Assessing Galvanized Steel Power Transmission Poles and Towers for Corrosion

Mehrooz Zamanzadeh conducts a below-grade corrosion assessment of a buried tower leg. Photo courtesy of Mehrooz Zamanzadeh and BC Hydro Transmission.

The electric power utility industry commonly uses galvanized steel for power transmission poles, lattice towers, and other transmission and distribution assets—particularly high-voltage transmission line structures and substation structures—because it is known to be well-suited for service in most atmospheric and underground environments and has a long record of proven performance. According to the American Iron and Steel Institute, close to 1 million steel distribution poles have been installed in the United States since 1998 and are being used by more than 600 U.S. electric utilities.1

Zinc galvanizing protects the carbon steel (CS) substrate by providing a barrier against corrosive compounds and also by acting as a sacrificial anode that protects the underlying CS surface if the coating is damaged. Adelana Gilpin-Jackson, P. Eng., a specialist engineer with Canadian electric utility BC Hydro (Burnaby, British Columbia, Canada) comments that hot-dip galvanizing provides electric utility structures with a surface layer (Eta layer) of pure zinc for galvanic and barrier protection, as well as several intermetallic zinc alloy layers (Zeta, Delta, and Gamma) that form as the zinc coating is applied under high temperatures. These layers are metallurgically bonded with the steel to form a tough and well-adhered coating that provides superior galvanic and barrier protection. 

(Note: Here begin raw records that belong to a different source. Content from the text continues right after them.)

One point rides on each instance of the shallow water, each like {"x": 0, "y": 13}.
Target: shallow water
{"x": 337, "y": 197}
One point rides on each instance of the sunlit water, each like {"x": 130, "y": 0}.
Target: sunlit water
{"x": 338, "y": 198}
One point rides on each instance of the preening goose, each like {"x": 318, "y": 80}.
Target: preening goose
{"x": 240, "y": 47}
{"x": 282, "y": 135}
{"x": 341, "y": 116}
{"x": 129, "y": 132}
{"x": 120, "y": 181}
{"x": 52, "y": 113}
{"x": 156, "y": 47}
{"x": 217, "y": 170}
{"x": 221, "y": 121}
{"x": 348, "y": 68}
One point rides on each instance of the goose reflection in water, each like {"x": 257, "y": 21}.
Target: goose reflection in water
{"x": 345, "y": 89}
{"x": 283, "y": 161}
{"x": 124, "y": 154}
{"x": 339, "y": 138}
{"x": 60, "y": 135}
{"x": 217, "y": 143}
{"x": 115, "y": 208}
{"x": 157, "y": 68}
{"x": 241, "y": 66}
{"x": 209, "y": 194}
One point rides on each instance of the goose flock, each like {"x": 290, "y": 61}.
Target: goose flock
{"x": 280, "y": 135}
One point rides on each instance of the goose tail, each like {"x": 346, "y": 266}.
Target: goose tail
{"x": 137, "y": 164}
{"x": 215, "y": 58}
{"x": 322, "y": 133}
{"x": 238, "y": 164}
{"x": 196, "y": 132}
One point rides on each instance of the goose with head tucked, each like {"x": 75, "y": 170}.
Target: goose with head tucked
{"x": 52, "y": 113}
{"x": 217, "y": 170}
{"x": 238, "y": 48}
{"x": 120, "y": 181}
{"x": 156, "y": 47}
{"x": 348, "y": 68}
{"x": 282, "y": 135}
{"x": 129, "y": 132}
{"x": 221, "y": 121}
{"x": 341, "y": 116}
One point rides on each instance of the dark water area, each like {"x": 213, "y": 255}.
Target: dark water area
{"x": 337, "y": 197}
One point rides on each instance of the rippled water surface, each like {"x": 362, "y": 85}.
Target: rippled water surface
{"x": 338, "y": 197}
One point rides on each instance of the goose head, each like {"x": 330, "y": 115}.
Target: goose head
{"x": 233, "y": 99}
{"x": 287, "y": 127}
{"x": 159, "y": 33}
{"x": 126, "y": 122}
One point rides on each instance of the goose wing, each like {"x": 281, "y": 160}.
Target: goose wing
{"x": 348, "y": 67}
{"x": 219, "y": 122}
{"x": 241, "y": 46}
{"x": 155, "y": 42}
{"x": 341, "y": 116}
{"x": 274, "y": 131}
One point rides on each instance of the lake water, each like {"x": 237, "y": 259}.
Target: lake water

Galvanized structures typically exhibit a low corrosion rate because a continuous passive film, known as a zinc patina, forms on the pure zinc top layer of the galvanized surface when it is exposed to the atmosphere. This passive surface film provides a protective barrier that prevents moisture and chlorides from corroding the underlying steel. As the patina starts to develop, a layer of zinc oxide (ZnO) quickly forms as the zinc reacts with oxygen in the air. The ZnO layer, when exposed to moisture, converts into a thin layer of zinc hydroxide [Zn(OH2)], which reacts with atmospheric carbon dioxide (CO2) over time and becomes a dense, insoluble layer of zinc carbonate (ZnCO3) that slows corrosion of the underlying zinc.

Above left: A corroded lattice tower foundation. Above center: Accelerated corrosion of a galvanized tower anchor due to stray current corrosion. Above right: Steel power transmission structures protected by galvanizing. Photos courtesy of Mehrooz Zamanzadeh and BC Hydro Transmission.

Since zinc is anodic to steel, the hot-dip galvanizing also acts as a sacrificial anode if the galvanized coating is physically damaged to some degree. If individual areas of underlying steel become exposed, the surrounding zinc will provide sacrificial cathodic protection (CP) to the unprotected sites by corroding preferentially. The zinc is consumed as it sacrifices itself to protect the bare steel.

Generally speaking, galvanized steel can last for many years in nonaggressive environments, and typically does an excellent job of protecting steel when the structure is located in moderately corrosive environments where oxidizing conditions prevail, says Mehrooz Zamanzadeh, FNACE, a NACE-certified Corrosion Specialist. He notes that during a recent field assignment in Texas, galvanized lattice towers dating back to the early 20th century were observed to exhibit an intact galvanized layer even after 90 years of service. 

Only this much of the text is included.